Last week, Ragamala Dance, a United States-based traditional Indian ensemble, debuted a new work, They Rose at Dawn, over three nights at New York's Joyce Theatre. Tonight, they will perform the piece at NYU Abu Dhabi.

When the campus arts centre launched its inaugural programme last month, it promised to shake-up the emirate’s cultural scene – and Ragamala’s appearance so soon after the premiere is perhaps the most concrete proof yet of how quickly it has succeeded.

They Rise at Dawn is a solo work performed and choreographed by Aparna Ramaswamy – Ragamala's co-artistic director alongside her mother, Ranee –which attracted a glowing write-up in The New York Times.

“I’m happy that this show has a continued life here in Abu Dhabi,” says Ramaswamy, who arrived in the UAE on Sunday morning.

“Over the three performances I was able to change things each night, and it feels like it’s going to be the same here. With five performances in a row, there’s so much room for improvisation.”

The result of six months of development, They Rise at Dawn is a 70-minute suite of four pieces set to a specially commissioned musical score.

This music, performed by a traditional four-piece Carnatic ensemble, made up of violin, mridangam (two-sided hand drum), nattuvangam (cymbals) and vocals, offers the building blocks for Ramaswamy’s hypnotic, virtuoso performance.

Ragamala is among the best-known proponents of the classical Bharatanatyam style, a South Indian dance form which dates back 2,000 years, revived in last century, but the company’s work is equally influenced by Ramaswamy’s diaspora experience of growing up in India and the US.

“The dance form we use is a language, it has a technique and aesthetic. It’s beautiful and we stay true to that,” she says. “But when you create with original ideas, this is where the contemporary comes in. The dance is contemporary because we are all living practitioners.”

Ramaswamy’s choreography sees her inhabit different female characters, offering a meditation on the role of women as “carriers of ritual and culture” and “the primordial source of all creation”.

The opening piece is a homage to the goddess Devi, in both “her ferocious form as a destroyer of evil” and as “a divine mother”. The second is a “metaphor for human love and living”, and the interim of “sacred and sensual”. Another piece probes at “the harmony that exists between humanity and nature.”

But despite all these ideals and inspirations, Ramaswamy is keen for her work to appeal beyond the academic and cerebral.

“It’s very important that the audience doesn’t see this as a museum piece or something ancient,” she says.

“It’s a holistic experience, it’s the whole body. It’s not just an art form, it’s something we can all feel. It’s important for people to lose themselves in it.

“In this age people want to make sense of everything. But dance is something that can be deep and spiritual, you don’t have to understand every movement to appreciate it.”

The 11 members of Ragamalla Dance will be in Abu Dhabi for two weeks.

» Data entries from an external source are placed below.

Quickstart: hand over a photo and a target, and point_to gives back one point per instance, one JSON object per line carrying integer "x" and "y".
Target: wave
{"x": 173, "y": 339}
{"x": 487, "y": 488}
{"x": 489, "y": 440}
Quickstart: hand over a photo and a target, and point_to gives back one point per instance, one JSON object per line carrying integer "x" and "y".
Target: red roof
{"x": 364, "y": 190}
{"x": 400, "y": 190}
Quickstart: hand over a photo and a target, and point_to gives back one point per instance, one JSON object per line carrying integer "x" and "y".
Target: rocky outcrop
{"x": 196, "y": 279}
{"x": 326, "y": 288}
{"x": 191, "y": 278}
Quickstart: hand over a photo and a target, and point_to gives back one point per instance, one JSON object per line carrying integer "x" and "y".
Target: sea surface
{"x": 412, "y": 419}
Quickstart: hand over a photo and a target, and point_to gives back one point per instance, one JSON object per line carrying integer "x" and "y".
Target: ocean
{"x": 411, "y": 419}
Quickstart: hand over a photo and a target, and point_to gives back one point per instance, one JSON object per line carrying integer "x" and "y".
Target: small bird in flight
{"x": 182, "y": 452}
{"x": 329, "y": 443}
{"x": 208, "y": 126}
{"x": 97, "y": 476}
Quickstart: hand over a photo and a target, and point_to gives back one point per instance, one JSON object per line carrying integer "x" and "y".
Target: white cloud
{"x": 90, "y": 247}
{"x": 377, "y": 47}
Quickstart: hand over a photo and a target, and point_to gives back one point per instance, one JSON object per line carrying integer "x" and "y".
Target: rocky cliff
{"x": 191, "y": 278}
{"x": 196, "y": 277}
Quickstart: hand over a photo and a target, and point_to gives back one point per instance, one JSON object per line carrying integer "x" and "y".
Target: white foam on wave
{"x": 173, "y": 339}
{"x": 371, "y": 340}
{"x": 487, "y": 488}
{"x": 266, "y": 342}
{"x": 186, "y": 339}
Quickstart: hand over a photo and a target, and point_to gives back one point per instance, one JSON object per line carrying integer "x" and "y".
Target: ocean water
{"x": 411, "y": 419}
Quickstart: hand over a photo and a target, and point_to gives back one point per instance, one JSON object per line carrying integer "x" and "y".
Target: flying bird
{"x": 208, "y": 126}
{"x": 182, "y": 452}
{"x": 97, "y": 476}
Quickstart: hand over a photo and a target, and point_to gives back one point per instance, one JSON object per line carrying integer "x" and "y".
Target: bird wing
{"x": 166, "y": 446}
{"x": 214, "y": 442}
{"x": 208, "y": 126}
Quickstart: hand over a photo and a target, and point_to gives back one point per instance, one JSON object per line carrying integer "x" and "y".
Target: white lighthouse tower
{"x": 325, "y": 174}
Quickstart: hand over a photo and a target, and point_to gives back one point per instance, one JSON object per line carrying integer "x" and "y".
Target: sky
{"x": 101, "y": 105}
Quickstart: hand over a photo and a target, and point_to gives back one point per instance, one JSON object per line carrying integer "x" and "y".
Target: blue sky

In addition to the two public performances, the company's schedule includes panel discussions, masterclasses and community dinners. Ramaswamy will also use the residence as an opportunity to continue development on of ambitious new conceptual work, of which NYUAD is the lead commissioner. Written in Water is based on Mokshapat, the ancient Indian board game from which Snakes and Ladders was derived.

In this original form – widely dated to the 13th century – instead of reptiles and rungs, it is vices and virtues that decide a player’s ascent or descent on the board. Ramaswamy’s concept is to represent this sense of causality and luck in a semi-improvised dance performance, which would see performers traverse a life-size game onstage, with different musical and dance routines associated with each square of the board.

“The dancers become the players,” she says. “The whole thing is about chance. About realising the different stages in your life.”

The company has brought 100 of the boardgames to Abu Dhabi, and NYUAD students are encouraged to contribute to the creative process by playing and offering inspiration and insight.

By the end of their two-week stay, the team hopes to have finished a 15-minute segment of Written in Water, which will have its premiere in New York in January. A finished 70-minute piece will be developed next year. Given the project's lengthy gestation period in Abu Dhabi, we can expect to see Ragamala return to these shores with the new show in the near future.

Ragamala Dance perform at NYUAD’s Arts Centre, Saadiyat Island, tonight and tomorrow at 8pm. Free tickets are currently sold out, but standby tickets are likely to be available at the door.